Thesis - Campus Access Only

Degree Name

Master of Fine Arts (MFA)

Department

English and Comparative Literature

Advisor

Nick Taylor

Keywords

creative writing, fiction, novel

Subject Areas

Literature

Abstract

The formation of identity, knowledge of the self, and the impossibility of human connection have long been thematic staples of literary fiction. In The Uncanny Valley, these themes are examined through use of an unconventional premise involving identical twins who are not, through an accident of in-vitro fertilization, the same age. When the

narrator Charlotte's parents conceived her through IVF, they froze an unused embryo, not knowing that before Charlotte's embryo was implanted, it had split in two. Twelve years later, the parents decide to implant this second embryo, resulting in the birth of Carolina, Charlotte's younger sister. As the novel progresses, the family learns through DNA

testing that the two girls share the same genetic material. However, because Charlotte was raised as an only child, and Carolina was not, they relate to the world in very different ways. Charlotte is isolated, lonely, and incapable of connecting with others. Carolina, in turn, is boisterous, confident, and able to easily interact with the people in her life. Charlotte, who resents these qualities in her sister, discovers an unusual gift: the

ability to hurt Carolina by physically harming herself.
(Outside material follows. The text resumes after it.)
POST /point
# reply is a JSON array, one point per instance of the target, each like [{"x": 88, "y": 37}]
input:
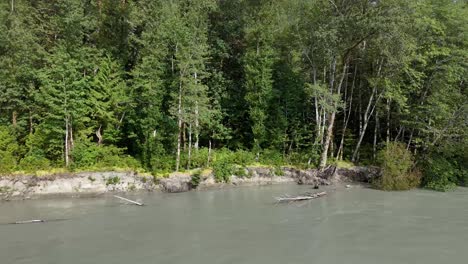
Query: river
[{"x": 241, "y": 225}]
As the novel plays out, the reader begins to realize that the damage Charlotte causes to her sister is a metaphor for the damage we cause ourselves by refusing to accept (or being unable to interrogate) our own core identities. As humans can never truly understand who we are or what made us that way, Charlotte desperately tries but fails to discover herself by using her sister as a mirror. The self, for Charlotte and for all of us, is ultimately unknowable.